Poi uno dei due figli della donna, si è ammalato e da lì è partita una rete di contatti con ricercatori e medici, tra cui il professor Mario Sabatelli, ricercatore e docente presso l’Università Cattolica del Policlinico “Gemelli” di Roma, uno dei maggiori esperti di SLA in Italia. Lo scienziato che seguiva e studiava gli esami del giovane della famiglia Finni, viene a sapere della ricerca condotta nel piccolo paese salentino, decide quindi di incontrare il dottor Rossi e sostenere la sua ricerca, fornendogli gli strumenti tecnici, per definire in modo scientifico l’albero genealogico, i protocolli standard internazionali da seguire, per portare avanti lo studio; vengono quindi coinvolti la  genetista dottoressa Francesca Luisa Conforti, una dei genetisti di riferimento per la Sla in Italia e il dottor Vincenzo La Bella, coordinatore del centro regionale Sla della Sicilia.

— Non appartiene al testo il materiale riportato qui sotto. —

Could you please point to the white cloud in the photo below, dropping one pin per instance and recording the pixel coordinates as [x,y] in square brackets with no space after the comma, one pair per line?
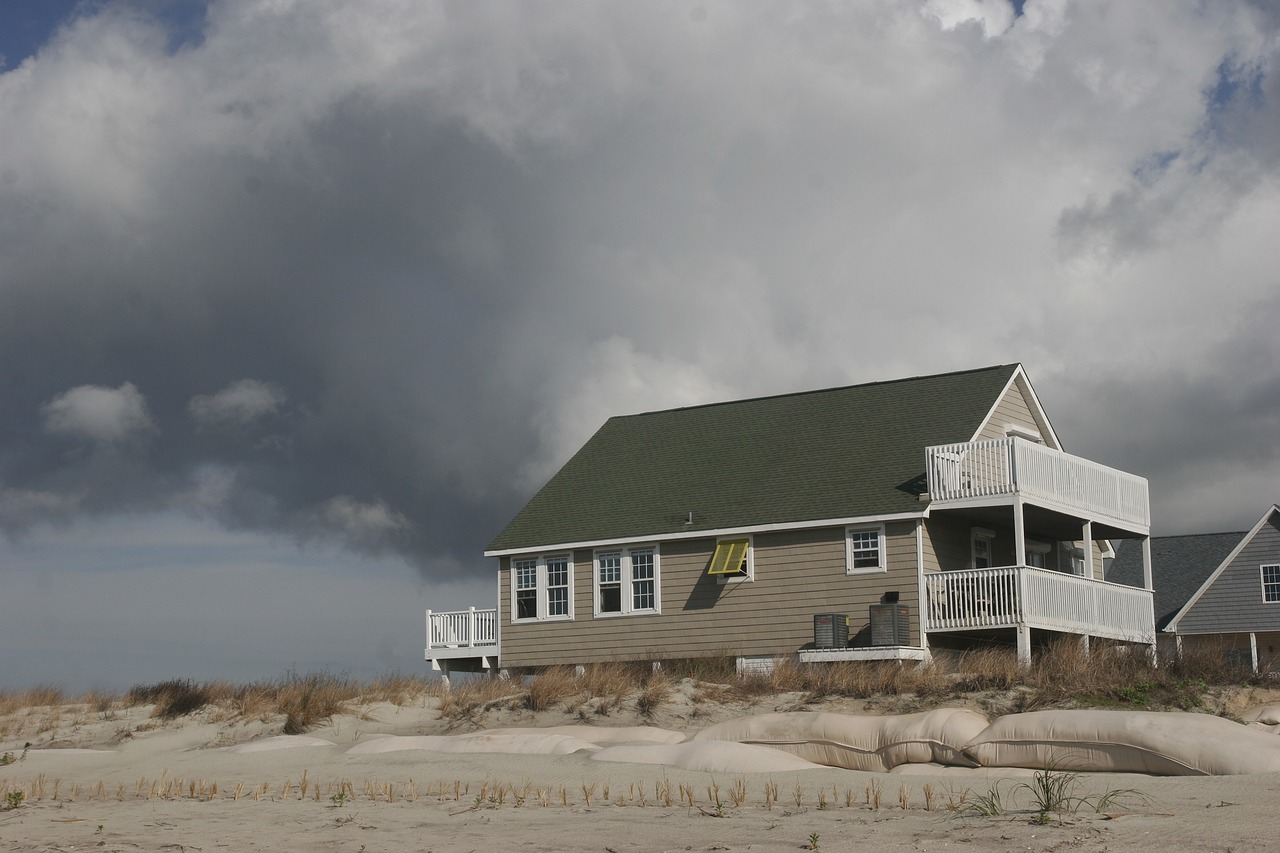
[237,405]
[103,415]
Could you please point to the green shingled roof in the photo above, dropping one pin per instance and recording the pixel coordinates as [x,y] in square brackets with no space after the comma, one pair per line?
[836,454]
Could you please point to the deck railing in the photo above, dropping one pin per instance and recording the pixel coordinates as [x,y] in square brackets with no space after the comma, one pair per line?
[1013,596]
[461,629]
[974,470]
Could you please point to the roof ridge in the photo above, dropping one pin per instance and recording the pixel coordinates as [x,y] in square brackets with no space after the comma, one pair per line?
[822,391]
[1193,536]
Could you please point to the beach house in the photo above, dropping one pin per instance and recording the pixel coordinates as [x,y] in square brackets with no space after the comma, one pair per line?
[871,521]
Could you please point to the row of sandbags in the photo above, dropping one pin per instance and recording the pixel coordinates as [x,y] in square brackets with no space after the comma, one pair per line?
[1160,743]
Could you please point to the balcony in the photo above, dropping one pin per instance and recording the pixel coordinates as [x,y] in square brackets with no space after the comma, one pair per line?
[1029,597]
[983,473]
[464,641]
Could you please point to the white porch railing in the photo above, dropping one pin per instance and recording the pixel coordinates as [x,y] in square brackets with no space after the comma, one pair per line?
[461,629]
[1013,596]
[974,470]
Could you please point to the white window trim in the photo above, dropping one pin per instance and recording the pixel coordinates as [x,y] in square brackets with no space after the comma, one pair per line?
[881,550]
[1042,548]
[982,533]
[542,589]
[750,562]
[627,593]
[1262,578]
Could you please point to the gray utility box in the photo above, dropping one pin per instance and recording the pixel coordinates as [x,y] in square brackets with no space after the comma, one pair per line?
[830,630]
[891,625]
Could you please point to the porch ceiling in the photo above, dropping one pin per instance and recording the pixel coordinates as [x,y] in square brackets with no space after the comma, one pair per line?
[1041,521]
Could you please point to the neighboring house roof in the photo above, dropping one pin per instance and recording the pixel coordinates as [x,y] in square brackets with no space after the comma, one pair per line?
[837,454]
[1179,568]
[1223,565]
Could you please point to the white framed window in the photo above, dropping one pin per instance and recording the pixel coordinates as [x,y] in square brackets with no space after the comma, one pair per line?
[1037,555]
[982,544]
[732,561]
[542,588]
[864,550]
[627,580]
[1271,583]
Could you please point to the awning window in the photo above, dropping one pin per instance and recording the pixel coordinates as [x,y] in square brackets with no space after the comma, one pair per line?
[730,557]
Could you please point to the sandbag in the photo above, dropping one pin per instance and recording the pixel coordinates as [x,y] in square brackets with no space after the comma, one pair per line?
[599,735]
[708,757]
[480,742]
[869,743]
[1141,742]
[1267,715]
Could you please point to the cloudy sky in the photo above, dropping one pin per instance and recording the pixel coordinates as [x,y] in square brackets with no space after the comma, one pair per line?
[300,300]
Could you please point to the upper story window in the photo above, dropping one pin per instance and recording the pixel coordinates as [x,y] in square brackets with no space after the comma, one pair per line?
[1037,555]
[983,548]
[732,561]
[542,587]
[627,582]
[864,550]
[1271,583]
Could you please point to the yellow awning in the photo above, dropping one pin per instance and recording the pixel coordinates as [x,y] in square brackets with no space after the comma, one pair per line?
[728,557]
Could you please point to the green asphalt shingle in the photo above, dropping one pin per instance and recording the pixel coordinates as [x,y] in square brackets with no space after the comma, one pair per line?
[835,454]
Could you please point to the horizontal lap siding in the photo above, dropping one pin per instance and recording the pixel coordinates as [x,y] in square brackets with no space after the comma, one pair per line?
[1013,409]
[798,574]
[1234,602]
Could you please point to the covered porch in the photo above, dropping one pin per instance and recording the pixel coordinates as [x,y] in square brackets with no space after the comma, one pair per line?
[462,641]
[1041,496]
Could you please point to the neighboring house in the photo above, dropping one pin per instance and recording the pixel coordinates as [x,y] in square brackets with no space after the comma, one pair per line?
[935,510]
[1216,591]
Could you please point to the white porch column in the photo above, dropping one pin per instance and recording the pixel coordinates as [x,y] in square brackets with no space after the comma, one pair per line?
[1146,569]
[1087,532]
[1019,533]
[1024,646]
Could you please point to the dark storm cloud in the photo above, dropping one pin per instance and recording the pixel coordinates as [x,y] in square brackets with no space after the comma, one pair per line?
[368,273]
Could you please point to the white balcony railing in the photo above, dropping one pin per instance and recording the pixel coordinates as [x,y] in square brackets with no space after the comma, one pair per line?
[1013,596]
[976,470]
[453,633]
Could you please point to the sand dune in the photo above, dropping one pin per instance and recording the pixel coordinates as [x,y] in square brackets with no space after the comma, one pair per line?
[131,783]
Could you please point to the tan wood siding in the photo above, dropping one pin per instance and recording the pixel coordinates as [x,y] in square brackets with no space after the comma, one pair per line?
[1234,602]
[798,575]
[1013,409]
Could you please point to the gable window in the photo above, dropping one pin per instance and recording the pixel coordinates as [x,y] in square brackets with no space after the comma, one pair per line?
[1271,584]
[864,550]
[542,587]
[627,582]
[983,547]
[732,561]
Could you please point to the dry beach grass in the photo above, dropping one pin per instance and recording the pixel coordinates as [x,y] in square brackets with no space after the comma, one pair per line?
[164,772]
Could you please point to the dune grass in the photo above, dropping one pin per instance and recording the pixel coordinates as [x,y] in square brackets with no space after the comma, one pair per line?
[1061,675]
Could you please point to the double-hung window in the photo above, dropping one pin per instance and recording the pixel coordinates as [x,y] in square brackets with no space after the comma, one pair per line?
[542,587]
[983,546]
[627,582]
[1271,584]
[864,550]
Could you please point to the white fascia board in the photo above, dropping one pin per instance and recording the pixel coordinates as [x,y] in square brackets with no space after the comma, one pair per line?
[711,533]
[1208,582]
[1037,410]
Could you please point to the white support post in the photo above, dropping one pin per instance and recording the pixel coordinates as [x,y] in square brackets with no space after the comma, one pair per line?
[1019,534]
[1087,532]
[1024,647]
[1146,573]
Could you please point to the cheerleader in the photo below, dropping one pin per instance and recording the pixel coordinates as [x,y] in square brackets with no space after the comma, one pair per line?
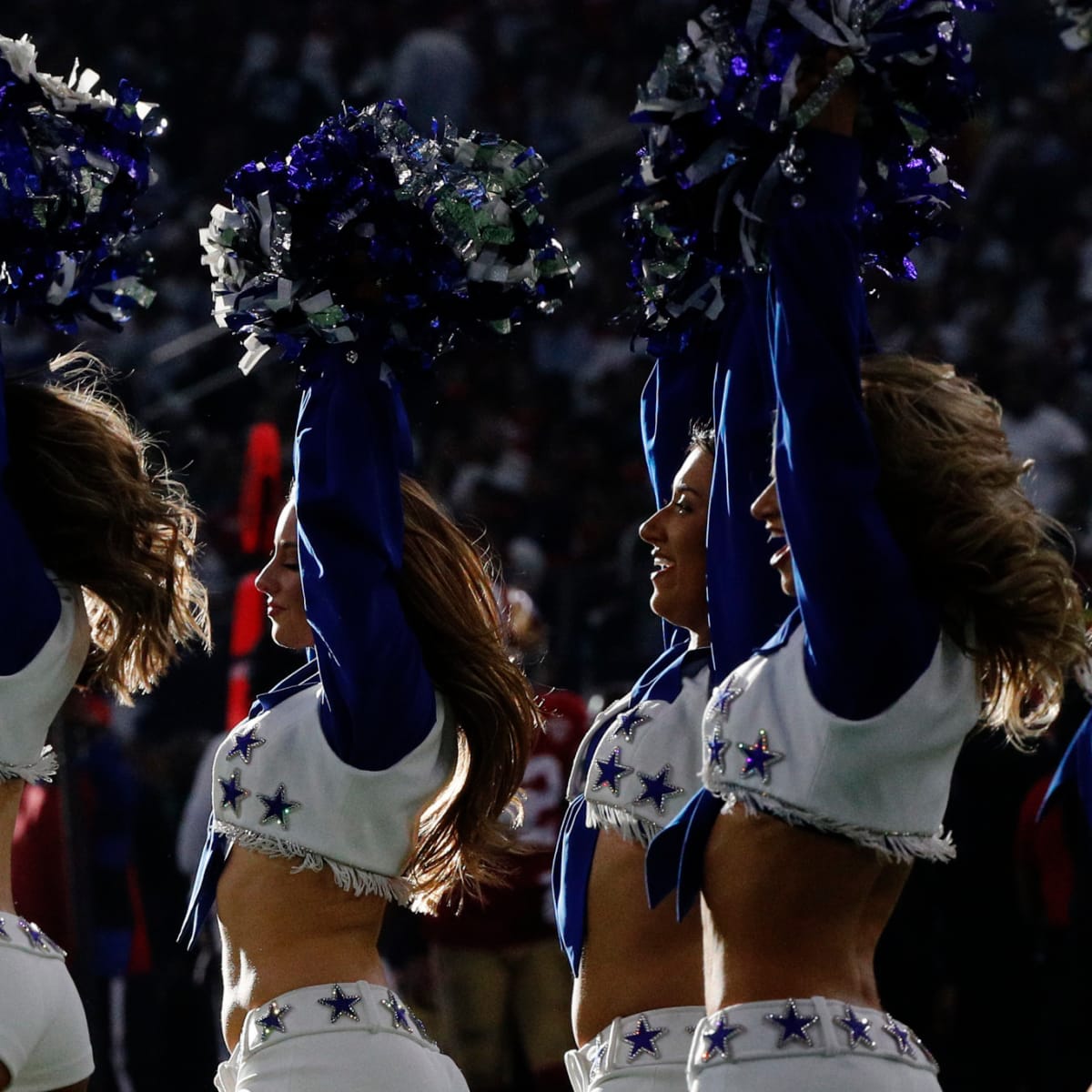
[380,770]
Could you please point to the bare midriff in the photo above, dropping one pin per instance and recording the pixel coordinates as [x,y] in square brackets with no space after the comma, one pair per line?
[634,958]
[11,793]
[282,931]
[790,912]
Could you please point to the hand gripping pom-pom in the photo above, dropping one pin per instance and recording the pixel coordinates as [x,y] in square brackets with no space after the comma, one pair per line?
[369,232]
[72,164]
[720,114]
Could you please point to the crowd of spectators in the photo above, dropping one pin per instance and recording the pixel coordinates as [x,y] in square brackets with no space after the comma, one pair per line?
[538,442]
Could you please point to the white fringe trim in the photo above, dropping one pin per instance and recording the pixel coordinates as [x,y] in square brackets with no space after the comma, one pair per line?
[348,877]
[632,828]
[896,845]
[42,770]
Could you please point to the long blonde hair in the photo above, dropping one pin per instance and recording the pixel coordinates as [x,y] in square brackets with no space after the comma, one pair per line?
[951,491]
[448,599]
[104,512]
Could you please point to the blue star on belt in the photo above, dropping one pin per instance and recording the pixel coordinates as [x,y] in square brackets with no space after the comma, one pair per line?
[758,757]
[716,747]
[341,1005]
[723,697]
[37,938]
[857,1029]
[278,806]
[643,1041]
[273,1020]
[658,789]
[716,1041]
[233,792]
[793,1026]
[612,771]
[900,1035]
[628,722]
[244,743]
[398,1011]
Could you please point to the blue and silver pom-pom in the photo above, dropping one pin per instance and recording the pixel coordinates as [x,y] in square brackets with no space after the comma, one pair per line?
[721,110]
[369,230]
[72,164]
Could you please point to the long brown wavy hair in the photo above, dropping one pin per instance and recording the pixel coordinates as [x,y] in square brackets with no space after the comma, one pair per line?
[951,491]
[104,512]
[447,593]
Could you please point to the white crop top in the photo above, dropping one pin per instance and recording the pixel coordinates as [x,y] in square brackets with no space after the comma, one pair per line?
[278,789]
[883,782]
[645,764]
[31,698]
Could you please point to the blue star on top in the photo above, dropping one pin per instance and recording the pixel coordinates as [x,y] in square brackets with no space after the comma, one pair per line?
[35,935]
[628,722]
[658,789]
[793,1026]
[234,794]
[273,1020]
[723,697]
[857,1027]
[758,757]
[716,747]
[716,1041]
[398,1011]
[245,743]
[900,1035]
[341,1005]
[278,806]
[611,771]
[643,1041]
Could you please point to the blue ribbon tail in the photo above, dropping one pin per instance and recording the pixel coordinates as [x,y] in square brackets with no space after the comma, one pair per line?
[1076,767]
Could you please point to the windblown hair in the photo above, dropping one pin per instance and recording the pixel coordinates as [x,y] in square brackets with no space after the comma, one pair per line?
[951,491]
[103,512]
[448,598]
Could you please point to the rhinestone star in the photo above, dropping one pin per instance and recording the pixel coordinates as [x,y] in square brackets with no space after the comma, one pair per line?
[900,1035]
[723,697]
[273,1020]
[758,757]
[341,1005]
[628,722]
[234,794]
[244,743]
[398,1011]
[611,771]
[793,1026]
[643,1041]
[278,806]
[716,747]
[658,789]
[718,1040]
[857,1027]
[37,938]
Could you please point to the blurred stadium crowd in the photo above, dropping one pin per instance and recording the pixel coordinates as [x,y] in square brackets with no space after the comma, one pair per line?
[538,445]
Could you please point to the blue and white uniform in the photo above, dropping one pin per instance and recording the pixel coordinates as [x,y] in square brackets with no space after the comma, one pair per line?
[642,759]
[850,719]
[44,1041]
[333,767]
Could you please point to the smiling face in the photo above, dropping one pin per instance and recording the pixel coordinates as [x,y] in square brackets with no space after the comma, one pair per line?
[283,589]
[677,536]
[767,511]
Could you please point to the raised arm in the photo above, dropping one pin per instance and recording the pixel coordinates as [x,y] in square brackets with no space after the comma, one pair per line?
[869,633]
[31,600]
[352,440]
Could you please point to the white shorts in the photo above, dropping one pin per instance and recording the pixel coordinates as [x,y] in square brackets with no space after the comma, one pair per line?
[345,1036]
[811,1043]
[44,1040]
[643,1053]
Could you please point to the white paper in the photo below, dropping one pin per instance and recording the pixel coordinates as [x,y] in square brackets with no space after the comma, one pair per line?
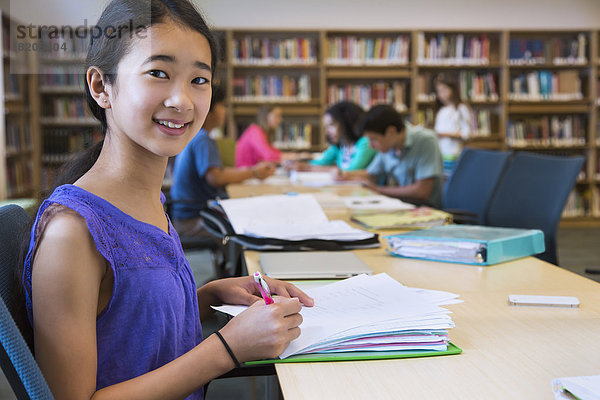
[364,305]
[584,387]
[288,217]
[377,202]
[330,230]
[277,209]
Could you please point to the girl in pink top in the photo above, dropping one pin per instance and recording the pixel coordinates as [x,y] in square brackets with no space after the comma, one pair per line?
[253,146]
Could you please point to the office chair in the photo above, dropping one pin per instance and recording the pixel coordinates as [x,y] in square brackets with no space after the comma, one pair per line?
[470,187]
[216,249]
[532,194]
[16,360]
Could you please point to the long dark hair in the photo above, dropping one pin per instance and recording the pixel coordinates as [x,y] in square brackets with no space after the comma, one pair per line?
[118,25]
[454,97]
[347,115]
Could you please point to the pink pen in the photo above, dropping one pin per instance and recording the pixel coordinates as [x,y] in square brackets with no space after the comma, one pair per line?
[263,288]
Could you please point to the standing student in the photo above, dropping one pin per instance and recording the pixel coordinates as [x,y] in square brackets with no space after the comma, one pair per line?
[109,293]
[199,175]
[452,122]
[408,159]
[349,150]
[253,145]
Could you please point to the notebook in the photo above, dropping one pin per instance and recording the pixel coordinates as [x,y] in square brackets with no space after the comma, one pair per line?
[468,244]
[418,218]
[373,316]
[312,265]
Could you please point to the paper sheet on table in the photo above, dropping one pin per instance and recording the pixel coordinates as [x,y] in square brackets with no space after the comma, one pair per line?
[330,230]
[584,387]
[361,302]
[268,210]
[377,202]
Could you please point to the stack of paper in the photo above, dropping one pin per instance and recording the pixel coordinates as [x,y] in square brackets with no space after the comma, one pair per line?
[580,387]
[289,217]
[377,202]
[374,313]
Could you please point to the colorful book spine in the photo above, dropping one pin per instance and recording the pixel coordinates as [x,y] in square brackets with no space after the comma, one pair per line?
[352,50]
[367,95]
[453,49]
[547,131]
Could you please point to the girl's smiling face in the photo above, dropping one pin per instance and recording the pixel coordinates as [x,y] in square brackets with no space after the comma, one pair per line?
[163,88]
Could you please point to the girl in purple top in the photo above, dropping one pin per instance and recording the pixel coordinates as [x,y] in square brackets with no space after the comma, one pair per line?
[110,295]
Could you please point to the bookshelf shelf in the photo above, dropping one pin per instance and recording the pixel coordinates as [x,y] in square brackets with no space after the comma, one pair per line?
[368,73]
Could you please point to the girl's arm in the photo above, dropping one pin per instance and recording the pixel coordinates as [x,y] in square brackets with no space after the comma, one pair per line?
[67,277]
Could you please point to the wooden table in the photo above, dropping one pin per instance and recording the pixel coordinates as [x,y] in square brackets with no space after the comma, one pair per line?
[508,352]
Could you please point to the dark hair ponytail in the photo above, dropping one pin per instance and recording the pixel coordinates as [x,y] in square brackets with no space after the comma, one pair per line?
[118,25]
[347,114]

Partono quindi i primi prelievi per esaminare il DNA, su tutte quelle persone col cognome “sfortunato”, le provette vengono inviate a Sabatelli, che le esamina, studia il patrimonio genetico e trova una mutazione genetica mai vista prima, tutta salentina si potrebbe dire. “Mai vista una comunità di persone così ampia con una mutazione genetica unica al mondo – dice Sabatelli – ci sono qui, nel paese salentino, famiglie con tre, quattro, anche cinque casi di mutazione genetica. La modifica riguarda il gene meno frequente TAR B, che prduce una proteina TDP 43, è una mutazione che dà alte probabilità di sviluppare la Sla. L’utilità di avere una grande famiglia da studiare – aggiunge ancora il professor Sabatelli – è che si può esaminare uno dei misteri della genetica, che è il difetto di penetranza, ovvero capire perché una persona con la mutazioen genetica si ammala e un’altra nonostante abbia la stessa modifica, resta sana, oppure uno si ammala a età avanzata e l’altro da giovane. Studiare questo sistema, può servire a capire come agire sul piano terapeutico – conclude lo scienziato – perché se c’è una persona con la mutazione del gene che non ha la Sla, vuol dire che lì c’è in vivo un sistema che lo sta proteggendo.”

Altro aspetto importane di questa ricerca che nasce in Salento, è la prevenzione, sapere chi ha la mutazione significa evitare che ci sia una discendenza e che la malattia si estenda.
Nel piccolo paese salentino é stata avviata dal dottor Rossi una prima raccolta di prelievi per studiare poi il DNA, ma c’è il delicatissimo problema di informare le persone dicendo loro se hanno o no la mutazione gnetica responsbaile della Sla. Sapere di avere quini alte probabilità di sviluppare una malattia sin’ora inguaribile, è psicologicamente devastante. “Mi chiedono spesso – sottolinea il dottor Rossi – di non voler consocere l’esito dell’esame e d è comprensibile, non lo conosco neanche io, mi limito ad arrualare i presunti pazienti e mandare i prelievi a Roma dove si sta realizzando una banca dati. Tuttavia mi è capito di visitare un Finni e insospettirmi dei suoi sintomi che potesseero essere camapanelli dia lalrme per la Sla, ma chiamando Roma hanno verificato la banca dati e dall’esame del DNA risultava senza mutazione genetica e ho quindi potuto escludere conc ertezza la Sla, orientandomi diversamente, anche questo è utile.